At the atomic level, a single atom “belongs to something” as long as nothing kicks it out of place. It’s like playing with a grape inside a bowl:
If someone gives you a grape on a bowl, as long as you’re careful, you can move the bowl and the grape and it will never fall off and “the grape belongs to the bowl.
If you’re not careful or if you move the grape or the bowl too fast, the grape *might* fall of, and then “the grape no longer belongs to the bowl”
**Atoms are like grapes** and **molecules are like bowls**, but ***the bowl is also made of grapes that also are bowls***. Weird, right? We need to read that sentence again to try to understand!
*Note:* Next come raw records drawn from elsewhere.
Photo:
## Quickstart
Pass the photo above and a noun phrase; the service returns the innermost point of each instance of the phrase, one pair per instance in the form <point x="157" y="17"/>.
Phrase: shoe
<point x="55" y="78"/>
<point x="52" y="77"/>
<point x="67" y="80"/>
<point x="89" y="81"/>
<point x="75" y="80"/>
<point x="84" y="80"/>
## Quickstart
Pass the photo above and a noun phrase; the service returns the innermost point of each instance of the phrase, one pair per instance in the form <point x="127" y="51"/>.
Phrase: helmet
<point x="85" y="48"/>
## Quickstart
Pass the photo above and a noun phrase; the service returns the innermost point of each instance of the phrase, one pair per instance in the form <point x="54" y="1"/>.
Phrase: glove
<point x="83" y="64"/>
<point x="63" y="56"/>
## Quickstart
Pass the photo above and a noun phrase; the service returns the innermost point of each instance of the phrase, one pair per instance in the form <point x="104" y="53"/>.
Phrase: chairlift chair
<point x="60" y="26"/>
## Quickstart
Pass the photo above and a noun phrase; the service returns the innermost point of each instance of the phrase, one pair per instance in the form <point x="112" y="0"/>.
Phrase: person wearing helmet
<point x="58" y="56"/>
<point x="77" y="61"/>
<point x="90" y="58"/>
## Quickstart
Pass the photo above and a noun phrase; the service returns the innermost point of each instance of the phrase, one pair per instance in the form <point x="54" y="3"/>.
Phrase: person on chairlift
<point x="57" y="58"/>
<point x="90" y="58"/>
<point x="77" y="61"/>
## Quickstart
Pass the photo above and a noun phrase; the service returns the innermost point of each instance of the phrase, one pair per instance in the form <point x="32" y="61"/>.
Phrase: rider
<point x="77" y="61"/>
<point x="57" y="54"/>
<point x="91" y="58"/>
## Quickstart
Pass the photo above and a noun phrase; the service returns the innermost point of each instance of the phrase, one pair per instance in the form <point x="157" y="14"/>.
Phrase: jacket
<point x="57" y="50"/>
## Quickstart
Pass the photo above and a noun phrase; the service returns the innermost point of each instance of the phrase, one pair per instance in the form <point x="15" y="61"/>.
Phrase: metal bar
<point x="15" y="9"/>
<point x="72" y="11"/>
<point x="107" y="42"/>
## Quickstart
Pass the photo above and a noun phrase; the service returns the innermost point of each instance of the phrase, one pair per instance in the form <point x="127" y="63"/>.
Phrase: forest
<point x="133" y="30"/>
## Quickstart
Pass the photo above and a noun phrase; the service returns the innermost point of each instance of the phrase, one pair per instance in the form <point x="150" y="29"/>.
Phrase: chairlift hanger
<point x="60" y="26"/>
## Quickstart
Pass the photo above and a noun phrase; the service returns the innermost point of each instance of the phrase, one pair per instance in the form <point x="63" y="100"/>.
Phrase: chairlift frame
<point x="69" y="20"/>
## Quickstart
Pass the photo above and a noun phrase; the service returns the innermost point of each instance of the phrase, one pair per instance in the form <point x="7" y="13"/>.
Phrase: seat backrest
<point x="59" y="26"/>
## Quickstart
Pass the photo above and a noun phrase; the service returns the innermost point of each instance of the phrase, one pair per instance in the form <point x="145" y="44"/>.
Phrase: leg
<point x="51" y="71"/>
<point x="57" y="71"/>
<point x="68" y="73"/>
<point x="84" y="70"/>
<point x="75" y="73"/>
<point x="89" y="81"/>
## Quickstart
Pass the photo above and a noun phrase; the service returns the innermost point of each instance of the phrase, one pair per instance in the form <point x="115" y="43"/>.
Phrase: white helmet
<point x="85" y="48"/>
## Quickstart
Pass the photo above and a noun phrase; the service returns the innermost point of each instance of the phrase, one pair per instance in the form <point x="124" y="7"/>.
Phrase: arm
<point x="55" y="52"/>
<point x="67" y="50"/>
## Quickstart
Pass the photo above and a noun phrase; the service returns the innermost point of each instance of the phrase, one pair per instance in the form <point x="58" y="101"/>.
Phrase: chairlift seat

If we think about paper, a single atom of paper is “inside a bowl made of paper atoms”, and unless you kick it with enough force you won’t be able to take that paper atom out. That’s because “the paper atoms that make the bowl” don’t let the paper atom escape.
Scissors work by pushing the atoms in the paper with enough force to take them out of their bowls. They do it in a way where only a few stops in the paper are pushed, and they are all close enough that you can separate the paper into two pieces.
We can think about it as a bunch of eggs on carton holders, the kind that can hold 100 or 144 eggs at a time:
Think about every egg as a single paper atom. If you start pushing eggs from a line or column, your hand becomes like a scissor that cuts trough paper.